I've recently been doing some volunteer work at this museum, National Museum of World War II Aviation - Home It is here in Colorado Springs, CO it has been open to the public since Oct' 2012 and it is open Tuesdays, Thursdays, and Saturdays from 9:45am to 4pm. They are working to make in the future to have interactive galleries. Very interesting pieces of aviation history from The flying tigers to the doolittle raid to one piece I found exciting of a soldier who got shot down and kept a journal every day, who escaped capture for 2 months until he maid his way back to his unit. They have a B25 that was used in the movie Pearl harbor to launch off a carrier. they have a few aircraft in the museum that they rotate and all but 1 are in flying condition which is a genuine republic razorback thunderbolt that is planned on getting a full resto. also they are currently working on 5 p38 lightnings with actual combat time but those are at westpac restorations which is right next door and no pictures are allowed in westpac.


----------



## joker_86z28 (Jan 19, 2013)

the man in the front of the p47d is an original Tuskegee airman who showed up today. also getting worked on in another hanger is a F4U corsair, hellcat, and a tigercat. I didnt get to many pics since my phone was about to die. On a side note, is there anyone I could get into contact with about if someone wants to donate to this museum like models/dioramas, books, memorabilia ?


----------



## Thorlifter (Jan 19, 2013)

Thanks for posting the pics!


----------



## vikingBerserker (Jan 19, 2013)

I agree, that's awesome!


----------



## wheelsup_cavu (Jan 29, 2013)

Really neat pictures. 


Wheels


----------



## joker_86z28 (Jan 29, 2013)

thanks yall, this saturday we are having a few ww2 vets stop by.


----------



## Wayne Little (Jan 30, 2013)

joker_86z28 said:


> thanks yall, this saturday we are having a few ww2 vets stop by.
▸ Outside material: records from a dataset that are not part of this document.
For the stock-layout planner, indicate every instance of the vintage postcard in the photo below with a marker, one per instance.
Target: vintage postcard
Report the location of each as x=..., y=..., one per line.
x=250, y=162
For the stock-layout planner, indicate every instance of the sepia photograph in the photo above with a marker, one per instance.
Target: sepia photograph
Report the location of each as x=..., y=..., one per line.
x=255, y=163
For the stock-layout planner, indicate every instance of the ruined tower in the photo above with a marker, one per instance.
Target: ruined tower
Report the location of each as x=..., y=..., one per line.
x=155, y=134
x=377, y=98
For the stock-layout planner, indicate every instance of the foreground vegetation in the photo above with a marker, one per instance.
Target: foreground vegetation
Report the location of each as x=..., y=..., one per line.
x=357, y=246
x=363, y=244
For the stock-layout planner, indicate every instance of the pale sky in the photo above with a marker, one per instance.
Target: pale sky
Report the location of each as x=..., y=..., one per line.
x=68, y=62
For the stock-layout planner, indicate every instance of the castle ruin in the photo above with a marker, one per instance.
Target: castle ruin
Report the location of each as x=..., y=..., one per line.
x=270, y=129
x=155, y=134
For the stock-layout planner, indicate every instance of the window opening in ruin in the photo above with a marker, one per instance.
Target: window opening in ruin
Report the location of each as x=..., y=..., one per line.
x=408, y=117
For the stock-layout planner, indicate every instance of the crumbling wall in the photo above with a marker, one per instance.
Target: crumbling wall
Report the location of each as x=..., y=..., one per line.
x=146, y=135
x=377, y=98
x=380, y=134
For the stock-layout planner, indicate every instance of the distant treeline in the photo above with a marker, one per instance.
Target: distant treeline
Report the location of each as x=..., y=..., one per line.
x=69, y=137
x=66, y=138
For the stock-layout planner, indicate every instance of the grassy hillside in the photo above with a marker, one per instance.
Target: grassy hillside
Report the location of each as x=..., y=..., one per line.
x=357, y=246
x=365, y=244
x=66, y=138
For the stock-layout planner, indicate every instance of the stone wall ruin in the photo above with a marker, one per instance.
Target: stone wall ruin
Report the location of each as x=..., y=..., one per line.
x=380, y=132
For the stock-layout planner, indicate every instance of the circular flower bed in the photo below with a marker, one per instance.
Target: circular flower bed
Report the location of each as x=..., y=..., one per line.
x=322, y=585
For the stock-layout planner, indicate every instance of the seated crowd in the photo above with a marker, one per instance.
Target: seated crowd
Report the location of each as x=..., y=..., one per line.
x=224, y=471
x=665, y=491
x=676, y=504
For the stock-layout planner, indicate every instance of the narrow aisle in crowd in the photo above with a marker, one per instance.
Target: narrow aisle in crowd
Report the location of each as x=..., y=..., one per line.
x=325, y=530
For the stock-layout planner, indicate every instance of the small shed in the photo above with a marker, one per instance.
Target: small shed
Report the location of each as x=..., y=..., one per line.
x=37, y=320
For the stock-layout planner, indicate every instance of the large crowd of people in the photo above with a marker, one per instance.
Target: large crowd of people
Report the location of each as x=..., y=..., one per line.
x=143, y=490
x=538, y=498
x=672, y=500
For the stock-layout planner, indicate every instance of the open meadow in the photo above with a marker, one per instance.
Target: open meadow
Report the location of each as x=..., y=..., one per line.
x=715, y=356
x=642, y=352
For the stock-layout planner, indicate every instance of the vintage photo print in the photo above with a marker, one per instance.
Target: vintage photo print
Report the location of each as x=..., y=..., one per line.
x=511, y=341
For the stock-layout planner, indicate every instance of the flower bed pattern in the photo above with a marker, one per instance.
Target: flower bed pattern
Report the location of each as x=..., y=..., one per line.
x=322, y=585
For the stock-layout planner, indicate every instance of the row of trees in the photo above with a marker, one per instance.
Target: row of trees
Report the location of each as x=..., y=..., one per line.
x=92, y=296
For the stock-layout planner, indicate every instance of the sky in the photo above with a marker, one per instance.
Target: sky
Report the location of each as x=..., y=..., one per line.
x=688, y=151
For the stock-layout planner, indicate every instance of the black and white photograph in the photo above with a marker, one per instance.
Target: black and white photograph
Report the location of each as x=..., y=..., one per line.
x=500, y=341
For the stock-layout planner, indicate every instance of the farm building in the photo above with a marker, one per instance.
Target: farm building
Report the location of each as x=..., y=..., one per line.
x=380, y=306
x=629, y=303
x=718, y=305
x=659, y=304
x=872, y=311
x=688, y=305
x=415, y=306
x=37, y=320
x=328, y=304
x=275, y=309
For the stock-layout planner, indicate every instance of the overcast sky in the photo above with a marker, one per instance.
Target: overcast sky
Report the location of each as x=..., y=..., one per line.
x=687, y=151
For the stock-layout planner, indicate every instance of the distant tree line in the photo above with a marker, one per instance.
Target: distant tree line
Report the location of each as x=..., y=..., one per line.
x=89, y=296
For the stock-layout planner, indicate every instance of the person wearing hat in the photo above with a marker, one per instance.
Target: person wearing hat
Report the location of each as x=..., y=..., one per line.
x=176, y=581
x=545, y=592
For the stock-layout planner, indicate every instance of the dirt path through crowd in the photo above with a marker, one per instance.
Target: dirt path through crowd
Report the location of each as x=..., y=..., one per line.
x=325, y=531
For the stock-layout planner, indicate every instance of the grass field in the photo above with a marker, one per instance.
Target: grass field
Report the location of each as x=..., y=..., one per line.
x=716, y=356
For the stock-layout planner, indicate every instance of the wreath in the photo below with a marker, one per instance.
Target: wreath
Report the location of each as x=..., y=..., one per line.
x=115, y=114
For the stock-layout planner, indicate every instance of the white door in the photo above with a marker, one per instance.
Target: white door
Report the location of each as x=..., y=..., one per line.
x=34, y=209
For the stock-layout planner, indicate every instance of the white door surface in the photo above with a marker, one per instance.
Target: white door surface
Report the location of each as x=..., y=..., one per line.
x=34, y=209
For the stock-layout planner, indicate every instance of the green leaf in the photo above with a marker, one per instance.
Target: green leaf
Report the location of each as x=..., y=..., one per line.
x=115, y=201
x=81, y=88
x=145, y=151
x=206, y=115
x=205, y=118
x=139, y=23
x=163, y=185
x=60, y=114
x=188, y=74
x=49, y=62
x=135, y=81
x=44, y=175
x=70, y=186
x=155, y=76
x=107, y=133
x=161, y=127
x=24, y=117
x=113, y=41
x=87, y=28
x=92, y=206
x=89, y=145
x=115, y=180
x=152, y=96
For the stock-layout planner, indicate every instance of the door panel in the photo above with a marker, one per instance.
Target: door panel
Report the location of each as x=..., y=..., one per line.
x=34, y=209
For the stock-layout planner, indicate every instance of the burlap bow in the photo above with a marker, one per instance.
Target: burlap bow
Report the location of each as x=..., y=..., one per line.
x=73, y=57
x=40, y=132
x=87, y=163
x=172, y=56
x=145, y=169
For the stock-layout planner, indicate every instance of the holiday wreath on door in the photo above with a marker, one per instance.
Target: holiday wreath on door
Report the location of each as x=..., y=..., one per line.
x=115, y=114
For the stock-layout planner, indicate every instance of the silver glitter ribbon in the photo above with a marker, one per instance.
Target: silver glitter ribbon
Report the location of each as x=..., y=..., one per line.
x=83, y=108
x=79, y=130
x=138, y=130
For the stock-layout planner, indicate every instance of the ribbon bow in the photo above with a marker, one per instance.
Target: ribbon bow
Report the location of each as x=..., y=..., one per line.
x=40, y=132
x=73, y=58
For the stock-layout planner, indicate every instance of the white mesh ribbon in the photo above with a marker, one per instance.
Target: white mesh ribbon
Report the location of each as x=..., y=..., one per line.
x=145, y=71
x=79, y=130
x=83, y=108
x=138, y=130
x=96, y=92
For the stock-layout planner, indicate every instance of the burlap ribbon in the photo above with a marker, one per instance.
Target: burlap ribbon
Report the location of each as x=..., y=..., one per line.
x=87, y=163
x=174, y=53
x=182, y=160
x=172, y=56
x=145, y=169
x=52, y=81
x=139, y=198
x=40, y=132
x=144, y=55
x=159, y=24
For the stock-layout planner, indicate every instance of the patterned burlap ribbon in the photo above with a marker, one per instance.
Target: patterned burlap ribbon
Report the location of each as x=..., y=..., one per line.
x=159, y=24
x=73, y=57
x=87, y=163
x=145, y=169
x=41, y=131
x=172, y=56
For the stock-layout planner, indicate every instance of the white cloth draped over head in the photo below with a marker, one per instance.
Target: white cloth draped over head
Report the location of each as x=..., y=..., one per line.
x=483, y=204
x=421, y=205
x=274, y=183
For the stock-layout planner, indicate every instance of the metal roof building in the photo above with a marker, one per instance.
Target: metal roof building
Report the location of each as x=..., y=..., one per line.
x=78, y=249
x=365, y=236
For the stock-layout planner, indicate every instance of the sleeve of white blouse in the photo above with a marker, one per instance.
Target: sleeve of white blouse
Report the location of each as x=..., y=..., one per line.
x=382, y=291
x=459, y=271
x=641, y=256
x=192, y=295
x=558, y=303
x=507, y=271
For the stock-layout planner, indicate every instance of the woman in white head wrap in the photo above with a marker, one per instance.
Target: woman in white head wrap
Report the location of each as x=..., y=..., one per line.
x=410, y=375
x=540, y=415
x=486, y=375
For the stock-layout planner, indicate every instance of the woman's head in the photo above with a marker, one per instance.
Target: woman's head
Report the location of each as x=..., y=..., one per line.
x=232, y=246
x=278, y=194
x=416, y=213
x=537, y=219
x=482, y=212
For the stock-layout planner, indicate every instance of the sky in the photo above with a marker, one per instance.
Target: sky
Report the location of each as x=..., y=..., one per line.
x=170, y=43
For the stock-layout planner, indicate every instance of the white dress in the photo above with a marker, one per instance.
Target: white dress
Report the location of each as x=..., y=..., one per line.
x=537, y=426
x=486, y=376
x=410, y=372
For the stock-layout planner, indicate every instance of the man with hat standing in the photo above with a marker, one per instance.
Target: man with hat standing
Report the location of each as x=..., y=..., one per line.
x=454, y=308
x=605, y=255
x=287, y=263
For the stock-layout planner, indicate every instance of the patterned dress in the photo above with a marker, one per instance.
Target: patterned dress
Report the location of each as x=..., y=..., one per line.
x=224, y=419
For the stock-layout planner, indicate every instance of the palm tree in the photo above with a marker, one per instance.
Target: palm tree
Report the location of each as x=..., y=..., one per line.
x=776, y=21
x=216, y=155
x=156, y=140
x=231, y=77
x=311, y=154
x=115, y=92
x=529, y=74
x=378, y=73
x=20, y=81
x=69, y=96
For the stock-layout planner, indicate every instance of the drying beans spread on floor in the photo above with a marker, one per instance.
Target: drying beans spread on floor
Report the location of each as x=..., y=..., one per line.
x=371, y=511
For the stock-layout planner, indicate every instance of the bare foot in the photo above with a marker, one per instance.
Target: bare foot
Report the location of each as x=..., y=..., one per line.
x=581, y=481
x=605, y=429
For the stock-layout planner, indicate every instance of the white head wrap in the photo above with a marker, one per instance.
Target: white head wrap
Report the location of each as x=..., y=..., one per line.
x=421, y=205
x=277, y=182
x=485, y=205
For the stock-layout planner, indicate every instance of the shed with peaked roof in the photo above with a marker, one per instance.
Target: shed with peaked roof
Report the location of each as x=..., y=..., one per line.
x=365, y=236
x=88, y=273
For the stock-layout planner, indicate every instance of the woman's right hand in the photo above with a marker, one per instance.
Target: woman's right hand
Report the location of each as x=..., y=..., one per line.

Full report with pictures.....get that phone charged up!


----------



## Night Fighter Nut (Jan 31, 2013)

Nice, I'll have to check them out next time I travel that way. If you are asking about donating to that museum yourself, it is best to talk to the director. I've had a couple of my models displayed in museums before and usually it just takes talking to someone there. Usually they are open for donations as long as it in line with the exhibits.


----------



## Gnomey (Jan 31, 2013)

Good stuff!


----------



## joker_86z28 (Feb 1, 2013)

Wayne Little said:


> Full report with pictures.....get that phone charged up!


OH will do, already have my camera with fresh batteries!


----------